NEW HAVEN, Conn. (CN) — Slapping the Department of Veterans Affairs with a federal complaint Wednesday, a pair of nonprofits say the VA’s records handling exposes its inherent bias against victims of military sexual trauma.
Protect Our Defenders and Connecticut Veterans Legal Center requested the records at issue last year as part of investigation in disparities in the grant and denial rates of disability claims filed by male survivors of military sexual trauma.
Represented by the Veterans Legal Services Clinic out of Yale Law School, the groups note that such claims are adjudicated by Veterans Law Judges, but that the biased attitudes of these judges is well documented.
Just last year, the Merit Systems Protection Board found “that multiple VLJs had engaged in sexist, racist, and homophobic stereotyping while on the job, including in an online platform that participants nicknamed the “Forum of Hate,” according to the complaint.
The groups note that many posts on this message board “reveal[ed] alarming homophobic attitudes by VA adjudicators,” such as references to male VA employees as “butt buddies,” and speculation about whether male coworkers engaged in oral sex with one another.
Protect Our Defenders and the other plaintiff note that such attitudes go to the heart of a system where male sexual-assault survivors “are often already disbelieved, feminized, and stereotyped as gay because of the pernicious myth that heterosexual ‘men don’t get raped.’”
Seven months later, the groups are still waiting on the VA to disclose records they requested under the Freedom of Information to determine whether such attitudes have led to the unlawful denial of male survivors’ disability claims.
Though the VA did turn over some records, the groups say critical elements were omitted, including statistics on the disability-benefit requests allowed, remanded or denied by type of disability claimed.

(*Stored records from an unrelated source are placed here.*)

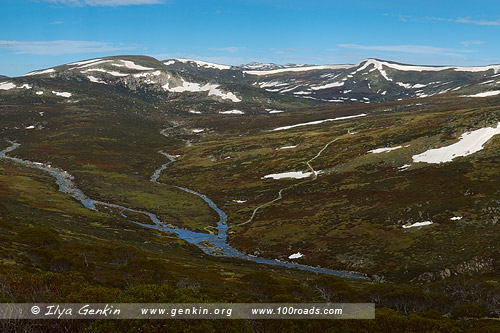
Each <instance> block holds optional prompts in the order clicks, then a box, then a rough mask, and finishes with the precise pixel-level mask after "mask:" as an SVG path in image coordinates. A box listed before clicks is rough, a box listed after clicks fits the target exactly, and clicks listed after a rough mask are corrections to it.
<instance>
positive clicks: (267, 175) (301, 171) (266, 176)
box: [261, 171, 313, 179]
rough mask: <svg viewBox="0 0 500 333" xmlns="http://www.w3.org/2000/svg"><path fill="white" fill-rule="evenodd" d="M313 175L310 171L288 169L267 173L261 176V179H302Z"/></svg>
mask: <svg viewBox="0 0 500 333" xmlns="http://www.w3.org/2000/svg"><path fill="white" fill-rule="evenodd" d="M312 175H313V173H312V172H303V171H289V172H281V173H271V174H269V175H265V176H264V177H261V179H268V178H272V179H282V178H293V179H302V178H307V177H311V176H312Z"/></svg>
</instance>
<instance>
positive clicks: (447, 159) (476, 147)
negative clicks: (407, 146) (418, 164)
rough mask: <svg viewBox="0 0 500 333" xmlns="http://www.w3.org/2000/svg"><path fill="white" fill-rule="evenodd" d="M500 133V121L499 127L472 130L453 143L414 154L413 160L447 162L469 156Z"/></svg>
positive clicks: (436, 163)
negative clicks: (474, 130) (425, 151)
mask: <svg viewBox="0 0 500 333" xmlns="http://www.w3.org/2000/svg"><path fill="white" fill-rule="evenodd" d="M497 134H500V122H499V123H498V125H497V127H486V128H481V129H478V130H475V131H472V132H466V133H464V134H462V135H461V136H460V140H459V141H458V142H456V143H454V144H452V145H449V146H446V147H441V148H436V149H430V150H428V151H426V152H423V153H421V154H418V155H414V156H413V162H425V163H435V164H439V163H446V162H451V161H452V160H453V159H455V158H457V157H461V156H468V155H471V154H474V153H476V152H478V151H480V150H482V149H483V145H484V144H485V143H486V142H488V141H489V140H490V139H491V138H492V137H493V136H495V135H497Z"/></svg>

“As long as the VA refuses to share disaggregated MST-specific data, plaintiffs are unable to confirm whether this disparity is related to VLJs’ bias against male survivors of MST,” the complaint states, using an abbreviation for military sexual assault.
Representatives for the VA declined to comment in an email, citing a policy with regard to pending litigation.
The law students say the public “has a strong interest in information that reveals the effectiveness of efforts to support veterans who have experienced MST in an equitable manner, given the enormity of the sexual assault epidemic in the U.S. military, and its emotional and financial ramifications on veterans, particularly those veterans whose MST-related claim are denied.”